Cigarette butts are the second most common undisposed-of litter on Earth—of the six trillion-ish cigarettes inhaled every year, it’s estimated that over 4 trillion of the butts are just tossed onto the ground, each one leeching over 700 different toxic chemicals into the environment. Let’s not focus on the fact that all those toxic chemicals are also going into people’s lungs, and instead talk about the ecosystem damage that they can do and also just the general grossness of having bits of sucked-on trash everywhere. Ew.
Preventing those cigarette butts from winding up on the ground in the first place would be the best option, but it would require a pretty big shift in human behavior. Operating under the assumption that humans changing their behavior is a nonstarter, roboticists from the Dynamic Legged Systems unit at the Italian Institute of Technology (IIT), in Genoa, have instead designed a novel platform for cigarette-butt cleanup in the form of a quadrupedal robot with vacuums attached to its feet.
IIT
There are, of course, far more efficient ways of at least partially automating the cleanup of litter with machines. The challenge is that most of that automation relies on mobility systems with wheels, which won’t work on the many beautiful beaches (and many beautiful flights of stairs) of Genoa. In places like these, it still falls to humans to do the hard work, which is less than ideal.
This robot, developed in Claudio Semini’s lab at IIT, is called VERO (Vacuum-cleaner Equipped RObot). It’s based around an AlienGo from Unitree, with a commercial vacuum mounted on its back. Hoses go from the vacuum down the leg to each foot, with a custom 3D-printed nozzle that puts as much suction near the ground as possible without tripping the robot up. While the vacuum is novel, the real contribution here is how the robot autonomously locates things on the ground and then plans how to interact with those things using its feet.
First, an operator designates an area for VERO to clean, after which the robot operates by itself. After calculating an exploration path to explore the entire area, the robot uses its onboard cameras and a neural network to detect cigarette butts. This is trickier than it sounds, because there may be a lot of cigarette butts on the ground, and they all probably look pretty much the same, so the system has to filter out all of the potential duplicates. The next step is to plan its next steps: VERO has to put the vacuum side of one of its feet right next to each cigarette butt while calculating a safe, stable pose for the rest of its body. Since this whole process can take place on sand or stairs or other uneven surfaces, VERO has to prioritize not falling over before it decides how to do the collection. The final collecting maneuver is fine-tuned using an extra Intel RealSense depth camera mounted on the robot’s chin.
VERO has been tested successfully in six different scenarios that challenge both its locomotion and detection capabilities.IIT
Initial testing with the robot in a variety of different environments showed that it could successfully collect just under 90 percent of cigarette butts, which I bet is better than I could do, and I’m also much more likely to get fed up with the whole process. The robot is not very quick at the task, but unlike me it will never get fed up as long as it’s got energy in its battery, so speed is somewhat less important.
As far as the authors of this paper are aware (and I assume they’ve done their research), this is “the first time that the legs of a legged robot are concurrently utilized for locomotion and for a different task.” This is distinct from other robots that can (for example) open doors with their feet, because those robots stop using the feet as feet for a while and instead use them as manipulators.
So, this is about a lot more than cigarette butts, and the researchers suggest a variety of other potential use cases, including spraying weeds in crop fields, inspecting cracks in infrastructure, and placing nails and rivets during construction.

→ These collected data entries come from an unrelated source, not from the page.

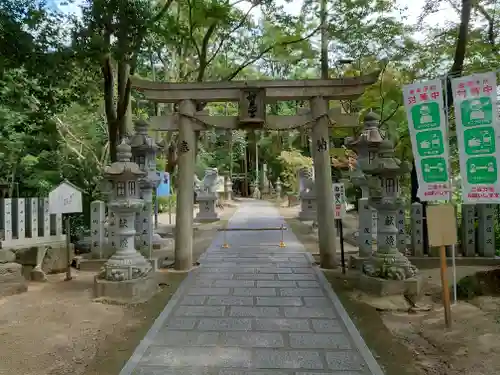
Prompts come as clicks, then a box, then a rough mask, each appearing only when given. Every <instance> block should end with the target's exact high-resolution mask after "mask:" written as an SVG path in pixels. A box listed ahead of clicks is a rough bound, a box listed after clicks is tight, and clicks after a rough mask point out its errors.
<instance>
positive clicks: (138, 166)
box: [104, 138, 147, 179]
mask: <svg viewBox="0 0 500 375" xmlns="http://www.w3.org/2000/svg"><path fill="white" fill-rule="evenodd" d="M116 156H117V159H118V160H117V161H115V162H114V163H112V164H111V165H109V166H107V167H105V168H104V178H108V179H116V177H118V176H123V177H124V178H125V179H126V178H130V179H138V178H140V177H144V176H146V175H147V172H144V171H142V170H141V169H140V168H139V166H138V165H137V164H136V163H134V162H132V161H130V159H131V158H132V148H131V147H130V145H129V144H128V143H127V141H126V139H125V138H123V139H122V141H121V143H120V144H119V145H118V146H117V147H116Z"/></svg>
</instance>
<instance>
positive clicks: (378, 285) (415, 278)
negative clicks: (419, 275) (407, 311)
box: [357, 274, 423, 297]
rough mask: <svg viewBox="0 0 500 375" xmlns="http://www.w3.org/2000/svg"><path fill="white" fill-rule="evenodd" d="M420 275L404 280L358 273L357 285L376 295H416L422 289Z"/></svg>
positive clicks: (419, 294)
mask: <svg viewBox="0 0 500 375" xmlns="http://www.w3.org/2000/svg"><path fill="white" fill-rule="evenodd" d="M422 285H423V282H422V277H421V276H415V277H412V278H410V279H406V280H385V279H380V278H378V277H370V276H367V275H364V274H362V275H360V277H359V280H358V283H357V287H358V289H360V290H362V291H363V292H365V293H368V294H371V295H375V296H378V297H384V296H393V295H411V296H418V295H420V292H421V291H422Z"/></svg>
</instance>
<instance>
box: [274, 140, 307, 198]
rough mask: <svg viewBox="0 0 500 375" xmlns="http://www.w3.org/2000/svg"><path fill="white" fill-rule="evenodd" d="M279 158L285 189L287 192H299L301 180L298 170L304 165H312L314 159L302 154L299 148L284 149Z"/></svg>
mask: <svg viewBox="0 0 500 375" xmlns="http://www.w3.org/2000/svg"><path fill="white" fill-rule="evenodd" d="M278 160H279V161H280V163H281V167H282V170H281V174H280V177H281V181H282V183H283V190H284V191H285V192H287V193H297V192H298V187H299V182H298V179H297V172H298V171H299V169H301V168H304V167H312V159H311V158H309V157H307V156H304V155H302V154H301V153H300V152H299V151H297V150H291V151H282V152H281V154H280V156H279V157H278Z"/></svg>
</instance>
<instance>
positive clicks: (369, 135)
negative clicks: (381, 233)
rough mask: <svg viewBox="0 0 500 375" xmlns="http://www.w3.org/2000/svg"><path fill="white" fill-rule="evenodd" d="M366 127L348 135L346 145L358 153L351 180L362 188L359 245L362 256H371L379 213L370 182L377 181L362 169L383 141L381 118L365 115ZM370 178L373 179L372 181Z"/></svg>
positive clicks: (368, 115) (359, 224)
mask: <svg viewBox="0 0 500 375" xmlns="http://www.w3.org/2000/svg"><path fill="white" fill-rule="evenodd" d="M363 122H364V128H363V131H362V132H361V134H359V136H357V137H347V138H346V139H345V145H346V147H347V148H348V149H350V150H353V151H354V152H355V153H356V155H357V160H356V169H355V170H354V171H353V172H352V173H351V175H350V177H351V181H352V183H353V185H354V186H358V187H359V188H361V198H360V199H359V201H358V220H359V222H358V224H359V226H358V228H359V232H358V245H359V255H360V256H361V257H367V256H371V254H372V251H373V249H372V248H373V239H374V237H375V234H376V233H374V232H376V231H377V225H376V220H377V215H376V211H375V210H374V209H373V207H370V203H369V186H370V183H372V184H373V183H376V181H374V180H373V178H372V177H371V176H367V175H366V174H365V173H364V172H363V170H362V169H361V165H363V164H365V165H370V164H371V162H372V161H373V159H374V158H375V156H376V155H377V152H378V149H379V147H380V145H381V144H382V142H383V138H382V136H381V134H380V131H379V128H378V126H379V119H378V117H377V115H376V114H375V113H373V112H369V113H367V114H366V115H365V117H364V119H363ZM370 179H372V180H371V181H370Z"/></svg>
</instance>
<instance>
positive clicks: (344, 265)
mask: <svg viewBox="0 0 500 375" xmlns="http://www.w3.org/2000/svg"><path fill="white" fill-rule="evenodd" d="M337 223H338V226H337V227H338V229H339V235H340V261H341V262H342V273H343V274H344V275H345V252H344V226H343V224H342V219H340V220H338V221H337Z"/></svg>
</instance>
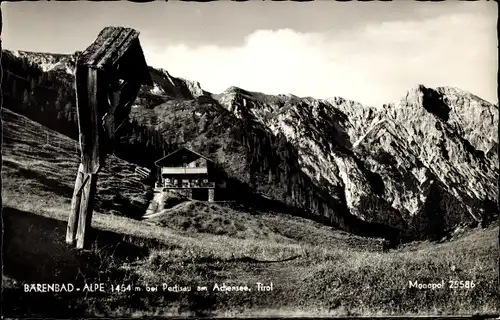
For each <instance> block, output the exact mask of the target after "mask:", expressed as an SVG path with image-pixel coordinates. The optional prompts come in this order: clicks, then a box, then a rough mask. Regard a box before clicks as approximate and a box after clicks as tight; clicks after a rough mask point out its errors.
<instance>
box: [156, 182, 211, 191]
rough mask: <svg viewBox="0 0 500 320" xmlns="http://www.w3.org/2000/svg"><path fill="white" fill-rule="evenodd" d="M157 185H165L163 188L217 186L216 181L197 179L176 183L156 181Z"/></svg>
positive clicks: (162, 186)
mask: <svg viewBox="0 0 500 320" xmlns="http://www.w3.org/2000/svg"><path fill="white" fill-rule="evenodd" d="M156 187H163V188H171V189H183V188H215V182H201V183H200V182H196V181H191V182H185V181H184V182H182V183H180V184H179V183H175V182H165V181H163V182H162V183H156Z"/></svg>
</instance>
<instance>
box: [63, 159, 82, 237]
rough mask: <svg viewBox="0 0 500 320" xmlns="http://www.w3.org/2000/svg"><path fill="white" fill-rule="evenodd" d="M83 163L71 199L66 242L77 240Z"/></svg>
mask: <svg viewBox="0 0 500 320" xmlns="http://www.w3.org/2000/svg"><path fill="white" fill-rule="evenodd" d="M83 175H84V173H83V165H82V164H80V166H79V167H78V172H77V174H76V181H75V189H74V191H73V198H72V199H71V211H70V213H69V218H68V227H67V230H66V243H69V244H74V243H75V240H76V230H77V228H78V217H79V212H80V199H81V194H80V190H81V188H82V186H83V184H82V183H83Z"/></svg>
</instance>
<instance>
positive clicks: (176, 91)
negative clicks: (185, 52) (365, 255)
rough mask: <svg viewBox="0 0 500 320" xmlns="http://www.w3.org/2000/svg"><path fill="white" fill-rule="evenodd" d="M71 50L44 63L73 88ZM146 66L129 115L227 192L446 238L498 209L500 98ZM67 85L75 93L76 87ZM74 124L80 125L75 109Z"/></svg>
mask: <svg viewBox="0 0 500 320" xmlns="http://www.w3.org/2000/svg"><path fill="white" fill-rule="evenodd" d="M4 55H5V51H4ZM19 56H23V57H24V59H25V60H28V61H29V63H30V64H32V65H34V66H42V67H43V65H45V66H47V65H49V63H48V62H47V61H53V60H51V59H55V60H56V62H55V64H56V65H57V63H60V62H57V61H61V59H63V58H64V55H50V54H38V53H26V52H24V53H21V54H19V53H17V54H15V53H12V52H7V58H5V56H4V60H5V59H7V60H8V63H7V65H13V64H15V62H16V61H17V62H19V61H18V60H19V59H20V58H19ZM56 58H57V59H59V60H57V59H56ZM66 58H67V60H66V62H65V64H66V65H67V67H66V69H65V68H62V67H61V68H59V67H58V68H56V69H57V70H54V69H50V68H48V67H45V68H46V69H47V70H49V69H50V70H49V71H48V72H49V73H50V72H51V71H52V72H53V74H54V75H55V78H56V79H57V80H58V81H60V82H61V83H65V84H66V85H70V87H71V77H69V78H67V77H66V76H67V75H70V73H71V65H72V64H71V61H73V60H74V59H73V60H72V59H71V56H69V55H68V56H67V57H66ZM5 65H6V64H4V68H5ZM8 69H9V67H8V66H7V71H8ZM38 69H40V68H38ZM42 71H43V70H42ZM54 71H57V72H54ZM150 71H151V74H152V77H153V81H154V86H153V87H143V88H142V90H141V92H140V94H139V97H138V99H137V101H136V105H135V106H134V108H132V114H131V119H132V122H133V123H137V124H139V125H140V126H142V127H143V128H146V130H147V131H149V132H153V133H154V135H157V136H160V137H161V139H163V140H164V141H168V142H169V143H168V145H170V146H172V145H175V146H177V145H187V146H189V147H192V148H195V149H197V150H198V151H199V152H202V153H205V154H207V155H209V156H210V157H212V158H213V159H214V160H215V161H216V162H217V163H218V164H219V167H220V168H219V169H220V170H221V175H222V176H224V180H226V181H227V182H228V185H229V186H230V188H227V190H238V191H239V192H236V193H235V194H228V195H227V196H228V197H238V196H242V195H244V196H242V198H246V199H247V200H248V199H249V198H251V197H250V196H248V195H250V194H253V195H260V196H258V197H259V198H258V199H259V200H260V202H261V203H264V205H265V206H269V207H273V209H276V208H275V207H276V206H278V207H279V208H281V209H282V210H284V211H288V212H294V213H296V214H299V215H303V216H307V217H310V218H314V219H316V220H319V221H322V222H324V223H327V224H331V225H335V226H337V227H340V228H342V229H344V230H348V231H352V232H356V233H360V234H365V235H375V236H388V235H389V234H392V235H394V234H397V235H398V236H403V237H406V238H408V239H416V238H429V237H431V238H439V237H442V236H443V235H445V234H447V233H448V232H450V231H452V230H453V229H454V228H455V227H457V226H458V225H462V224H473V225H474V224H478V223H482V224H488V222H490V221H491V220H492V219H494V218H496V217H497V216H498V211H497V207H496V204H495V200H496V194H497V193H498V186H497V180H498V152H497V146H498V139H497V134H496V130H497V127H496V126H497V123H498V107H497V106H495V105H492V104H490V103H488V102H486V101H484V100H482V99H480V98H478V97H476V96H474V95H472V94H470V93H467V92H464V91H461V90H459V89H456V88H436V89H430V88H425V87H424V86H417V87H415V88H412V89H411V90H409V91H408V92H407V94H406V95H405V96H404V97H403V98H402V99H401V101H399V102H398V103H393V104H388V105H384V106H381V107H378V108H376V107H372V106H363V105H361V104H359V103H357V102H354V101H349V100H345V99H342V98H339V97H336V98H331V99H324V100H321V99H314V98H310V97H306V98H299V97H296V96H293V95H277V96H273V95H266V94H263V93H257V92H249V91H246V90H243V89H240V88H237V87H231V88H229V89H227V90H226V91H225V92H223V93H221V94H211V93H209V92H206V91H204V90H203V89H201V87H200V85H199V83H196V82H191V81H187V80H184V79H180V78H175V77H173V76H171V75H170V74H169V73H168V72H167V71H165V70H161V69H160V70H158V69H154V68H150ZM43 72H45V71H43ZM28 73H29V71H28ZM55 87H56V86H55ZM21 91H22V90H21ZM7 92H10V91H9V90H7ZM62 95H63V98H64V99H66V100H68V101H72V99H73V101H74V97H72V96H71V95H72V92H71V90H69V91H68V92H66V93H65V94H62ZM42 100H43V99H42ZM45 103H48V101H45ZM38 104H40V103H38ZM49 104H50V103H49ZM7 107H9V106H7ZM11 107H12V108H13V109H16V104H12V105H11ZM33 108H36V107H33ZM71 108H72V109H73V110H74V104H73V105H71V106H70V109H71ZM40 112H46V111H44V110H40ZM69 122H70V123H72V125H73V126H76V119H75V117H74V116H73V118H72V119H71V120H69ZM56 129H57V128H56ZM127 130H129V131H130V130H132V129H127ZM134 130H135V129H134ZM134 134H136V135H139V133H137V132H136V133H134ZM141 134H142V133H141ZM143 143H144V144H155V143H156V142H154V141H149V140H148V141H146V140H145V141H143ZM159 149H160V151H161V152H162V153H163V154H164V153H166V152H167V151H168V150H165V147H164V145H160V147H159ZM124 157H125V158H126V157H127V156H126V155H125V156H124ZM154 160H155V159H149V162H150V163H151V166H152V162H153V161H154ZM145 161H146V162H147V161H148V159H145ZM252 199H253V198H252ZM263 199H264V200H266V201H267V200H268V201H267V202H266V201H262V200H263ZM243 200H244V199H243Z"/></svg>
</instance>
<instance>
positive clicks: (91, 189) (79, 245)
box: [76, 173, 97, 249]
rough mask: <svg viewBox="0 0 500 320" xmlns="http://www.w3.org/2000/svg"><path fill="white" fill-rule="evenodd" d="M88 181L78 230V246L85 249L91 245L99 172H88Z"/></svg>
mask: <svg viewBox="0 0 500 320" xmlns="http://www.w3.org/2000/svg"><path fill="white" fill-rule="evenodd" d="M85 178H86V179H89V180H90V181H89V183H86V184H85V186H84V187H83V191H82V194H81V201H80V215H79V219H78V230H77V235H76V248H77V249H84V248H86V247H88V245H89V230H90V229H91V224H92V211H93V206H94V197H95V192H96V187H97V174H96V173H87V174H86V177H85Z"/></svg>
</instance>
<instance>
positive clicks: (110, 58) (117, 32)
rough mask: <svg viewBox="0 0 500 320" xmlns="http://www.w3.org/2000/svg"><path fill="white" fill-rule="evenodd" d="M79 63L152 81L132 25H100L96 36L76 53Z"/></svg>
mask: <svg viewBox="0 0 500 320" xmlns="http://www.w3.org/2000/svg"><path fill="white" fill-rule="evenodd" d="M78 64H83V65H86V66H89V67H92V68H97V69H112V70H115V71H117V75H118V76H119V77H120V78H122V79H124V80H134V81H139V82H140V84H143V85H148V86H152V85H153V81H152V80H151V75H150V74H149V69H148V65H147V63H146V59H145V57H144V53H143V52H142V48H141V44H140V42H139V32H138V31H136V30H134V29H132V28H124V27H106V28H104V29H102V31H101V32H100V33H99V35H98V36H97V39H96V40H95V41H94V42H93V43H92V44H91V45H90V46H89V47H88V48H87V49H85V50H84V51H83V52H82V53H81V54H80V55H79V57H78Z"/></svg>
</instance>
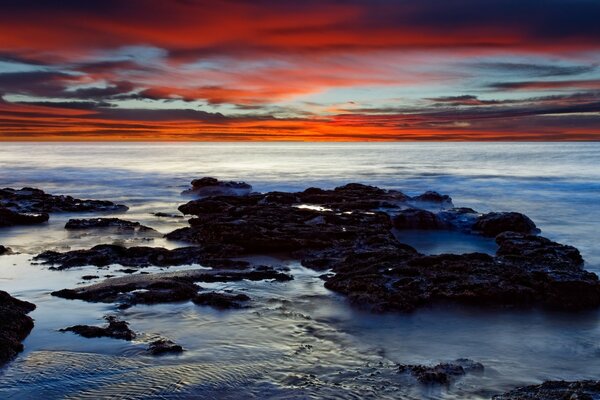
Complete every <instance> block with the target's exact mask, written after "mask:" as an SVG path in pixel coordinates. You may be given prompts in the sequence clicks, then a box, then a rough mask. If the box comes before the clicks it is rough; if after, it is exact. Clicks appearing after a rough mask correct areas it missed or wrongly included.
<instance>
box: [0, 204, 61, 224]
mask: <svg viewBox="0 0 600 400" xmlns="http://www.w3.org/2000/svg"><path fill="white" fill-rule="evenodd" d="M48 218H49V216H48V214H46V213H42V214H24V213H19V212H16V211H12V210H10V209H8V208H5V207H1V206H0V227H3V226H14V225H36V224H43V223H44V222H46V221H48Z"/></svg>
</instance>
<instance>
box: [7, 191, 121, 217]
mask: <svg viewBox="0 0 600 400" xmlns="http://www.w3.org/2000/svg"><path fill="white" fill-rule="evenodd" d="M0 207H5V208H8V209H10V210H12V211H15V212H18V213H51V212H85V211H126V210H127V209H128V207H127V206H124V205H122V204H115V203H113V202H111V201H106V200H81V199H76V198H74V197H71V196H63V195H61V196H54V195H51V194H48V193H45V192H44V191H43V190H40V189H34V188H27V187H26V188H22V189H11V188H5V189H0Z"/></svg>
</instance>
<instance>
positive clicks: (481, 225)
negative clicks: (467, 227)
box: [472, 212, 539, 236]
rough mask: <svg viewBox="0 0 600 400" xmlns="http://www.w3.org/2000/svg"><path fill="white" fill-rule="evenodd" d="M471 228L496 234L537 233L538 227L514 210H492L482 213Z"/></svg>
mask: <svg viewBox="0 0 600 400" xmlns="http://www.w3.org/2000/svg"><path fill="white" fill-rule="evenodd" d="M472 229H473V230H474V231H476V232H480V233H481V234H482V235H484V236H496V235H498V234H500V233H502V232H507V231H510V232H518V233H539V229H537V227H536V226H535V224H534V223H533V221H532V220H531V219H529V217H527V216H526V215H523V214H521V213H516V212H492V213H488V214H483V215H482V216H481V217H479V218H478V219H477V221H475V224H474V225H473V227H472Z"/></svg>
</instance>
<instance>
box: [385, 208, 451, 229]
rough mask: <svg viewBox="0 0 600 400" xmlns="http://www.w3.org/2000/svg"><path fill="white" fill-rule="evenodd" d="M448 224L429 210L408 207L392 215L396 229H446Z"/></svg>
mask: <svg viewBox="0 0 600 400" xmlns="http://www.w3.org/2000/svg"><path fill="white" fill-rule="evenodd" d="M447 227H448V225H447V224H446V223H445V222H444V221H443V220H442V219H441V218H439V217H438V216H437V215H436V214H434V213H432V212H431V211H427V210H421V209H417V208H409V209H406V210H402V211H399V212H398V214H396V215H395V216H394V228H396V229H446V228H447Z"/></svg>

Some use cases include potentially doing multiple things at the same time, like planting different kinds of seeds, using different surface sensors, or driving both nails and rivets. And since quadrupeds have four feet, they could potentially host four completely different tools, and the software that the researchers developed for VERO can be slightly modified to put whatever foot you want on whatever spot you need.
VERO: A Vacuum‐Cleaner‐Equipped Quadruped Robot for Efficient Litter Removal, by Lorenzo Amatucci, Giulio Turrisi, Angelo Bratta, Victor Barasuol, and Claudio Semini from IIT, was published in the Journal of Field Robotics.